Nobody knows what the future holds.
You're not helping with blog posts like "the apocalypse is coming," or "be like that, not like that," or "the weakest will disappear."
The truth is you don't know.
Of course, you'd better have strong skills, and be on top of your game, whatever happens.
However, you'd better start building things, testing tools and services, leveraging technology to improve features and workflows, and ultimately learning new concepts or fixing bad habits.
You don't control the market. There's no magic recipe, or hidden secrets.
If you don't know how to take the most of AI, then ask your favorite LLM, and you'll get accurate tips.
Most of the time, it will recommend breaking big problems into smaller problems or processing by iterations.
I read many posts comparing "lazy devs" to "magic AI wizards," explaining all the differences between the two "characters."
I'm not saying it's not true, but it would be the same conclusion for many other tools.
Top comments (16)
Yeah, the amount of bullshit discourse around AI is overwhelming, no matter which side one takes
Indeed.
I don't think you need to be at the top of your game. Just make smart decisions, or the smartest decision at that time. AI can assist you, but in the end you give the final OK.
Magic AI wizards got me laughing. I feel like those are the people that before AI spend a day programming to do a five minute job.
At the moment AI is still cheap because the providers want to attract people. I want to see what happens once the prices go up.
That's a huge stake for "AI providers." I don't think early adopters would be willing to lose their new toy, but it does not seem to be a sustainable business, for now.
By "top of your game," I mean "learn your craft," know what you are doing, don't bloat your code, etc, not "the best of the best of the best."
I've noticed those tools often leave dead code and unused variables, even the best ones, so if you don't review and ask for a clean up, you'll likely get unnecessary blocks of code that would be pure debt.
AI is not meant to do your job.
I read that as the best of the best. thank you for the clarification.
I'm constantly asking myself, at what time does the AI code generation stops being productive.

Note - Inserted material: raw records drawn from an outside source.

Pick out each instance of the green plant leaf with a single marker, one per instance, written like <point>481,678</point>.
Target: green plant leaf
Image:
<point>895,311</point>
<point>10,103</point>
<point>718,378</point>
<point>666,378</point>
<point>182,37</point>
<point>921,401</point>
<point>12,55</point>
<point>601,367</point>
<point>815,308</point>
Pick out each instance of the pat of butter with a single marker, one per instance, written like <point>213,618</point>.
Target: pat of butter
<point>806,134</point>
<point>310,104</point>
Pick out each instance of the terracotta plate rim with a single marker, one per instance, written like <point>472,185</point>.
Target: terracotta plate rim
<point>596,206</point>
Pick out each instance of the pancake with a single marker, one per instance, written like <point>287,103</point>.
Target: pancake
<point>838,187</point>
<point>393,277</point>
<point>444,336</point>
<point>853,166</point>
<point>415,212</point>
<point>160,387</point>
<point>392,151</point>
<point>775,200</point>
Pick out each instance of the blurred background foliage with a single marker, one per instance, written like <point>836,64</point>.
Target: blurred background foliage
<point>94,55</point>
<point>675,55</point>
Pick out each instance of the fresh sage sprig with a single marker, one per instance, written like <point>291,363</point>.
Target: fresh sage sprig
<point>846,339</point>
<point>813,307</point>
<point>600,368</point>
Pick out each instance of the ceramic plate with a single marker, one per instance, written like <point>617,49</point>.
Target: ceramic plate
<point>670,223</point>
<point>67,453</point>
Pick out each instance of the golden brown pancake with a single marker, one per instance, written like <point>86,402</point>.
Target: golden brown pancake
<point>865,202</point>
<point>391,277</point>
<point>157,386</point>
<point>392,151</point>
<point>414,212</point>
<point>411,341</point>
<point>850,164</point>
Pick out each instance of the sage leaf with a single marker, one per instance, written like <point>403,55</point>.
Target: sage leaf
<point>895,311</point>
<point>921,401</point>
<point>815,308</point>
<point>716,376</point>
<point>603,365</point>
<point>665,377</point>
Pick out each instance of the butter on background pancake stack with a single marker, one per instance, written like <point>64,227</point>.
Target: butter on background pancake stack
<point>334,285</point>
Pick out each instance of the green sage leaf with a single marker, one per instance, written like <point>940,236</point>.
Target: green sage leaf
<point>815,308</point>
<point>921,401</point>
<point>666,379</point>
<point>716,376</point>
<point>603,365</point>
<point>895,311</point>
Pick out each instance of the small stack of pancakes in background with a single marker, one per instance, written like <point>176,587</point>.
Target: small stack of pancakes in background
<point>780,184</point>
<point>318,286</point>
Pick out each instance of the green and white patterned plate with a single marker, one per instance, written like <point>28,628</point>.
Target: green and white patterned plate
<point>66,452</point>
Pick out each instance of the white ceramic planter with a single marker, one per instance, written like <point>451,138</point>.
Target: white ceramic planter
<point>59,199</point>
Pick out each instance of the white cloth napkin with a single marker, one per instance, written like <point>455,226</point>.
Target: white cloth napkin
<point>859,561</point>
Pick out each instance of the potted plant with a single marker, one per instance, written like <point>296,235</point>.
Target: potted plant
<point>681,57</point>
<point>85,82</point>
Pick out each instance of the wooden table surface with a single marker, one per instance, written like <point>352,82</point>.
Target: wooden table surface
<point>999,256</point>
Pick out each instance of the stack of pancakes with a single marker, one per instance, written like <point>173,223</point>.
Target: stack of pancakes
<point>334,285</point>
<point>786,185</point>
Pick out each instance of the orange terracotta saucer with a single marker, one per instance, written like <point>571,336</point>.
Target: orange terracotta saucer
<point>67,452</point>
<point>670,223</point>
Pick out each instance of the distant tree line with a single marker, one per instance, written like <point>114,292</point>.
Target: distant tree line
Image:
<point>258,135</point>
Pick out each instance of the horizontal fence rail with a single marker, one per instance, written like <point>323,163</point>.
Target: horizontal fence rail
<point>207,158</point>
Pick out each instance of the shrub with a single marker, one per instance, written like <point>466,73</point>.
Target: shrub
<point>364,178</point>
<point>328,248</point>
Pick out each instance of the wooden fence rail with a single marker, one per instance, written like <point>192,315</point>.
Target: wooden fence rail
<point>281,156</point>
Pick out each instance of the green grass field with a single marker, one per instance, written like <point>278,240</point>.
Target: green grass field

Sure it can generate code/text faster than any typist. But the more content it generates the more people have to review.
When people need to review big changes from other people it is a task people tend to avoid. And the "ideal" AI workflow is to only do reviews. Is that an exciting look for the future of programming?
In the beginning of the year people were making fun about only needing a single button on a keyboard, because all you need to do is review and confirm. Are we still laughing now?
I think the truth is AI can't replace any jobs, I know you used job in a different context but I want to make it broader, because it not responsible for its output. Isn't taking responsibility the main part of doing a job? Whatever job that might be; collecting garbage, serving people food, educating people and writing code.
that's because it's my definition of "top of your game" :)
You have a point, and the speed looks cool but the code produced by these platforms can be hard to evaluate, especially for complete beginners.
It can even hide nasty errors under the appearance of a result that “almost” works for you.
Yeah. It seems over simplistic!
Good supervision requires much more time.
Tools are not responsible for anything, we are.
perfect
I agree, even in my company a dude that was a vibe coder was fired because he didn't know what he was doing... before I joined a dude that was like an AI prophet also was fired because he was only good with words but not with hard skills... to be honest AI is like an amplificator, if you don't have the skill, you won't neither with AI... otherwise a lot knowledge jobs such as lawyers, accountants, finance, psychology, etc would be cooked even before us engineers.
Another thing is that most engineers think they only job is to create code and that's so wrong... it's like saying the job of a basketball player is to score points, that's only part of the job.
But we can have multiple responsibilities such to communicate with the PM, PO, client, engineers, check requirements, change, create new requirements, document code, PRs, commits, and many... many more.
Great point! They usually call that "soft skills" vs. "hard skills" technical.
You cannot skip those.
I think you could mitigate very bad scenarios by forcing some context like "act like a senior engineer," and ask the tool to explain its work step by step, but it's not magical, and in the end always limited.
Agreed. Prediction is just reference which will never perfectly tell the future 🙂
Murphy's law :)
To me, those prophecies are kinda lazy. It does not mean there's no threat at all.
It's a constant threat, but it's not the only one.
Well put. I'm glad to see more and more people able to cut through the doomsday prophecies.
Agree with you! Besides, it does not help.
We all can feel how dangerous it could be in the wrong hands, but what can you do. You'd better learn how it works.
Don't trust into the hype of any new stuffs , be a critical thinker , do 1st principle thinking at first , understand into it's core then u can if u like it.
Definitely. I'm a developer. I want to understand how things work.
AI is a great tool but I dont think AI will be downfall of development.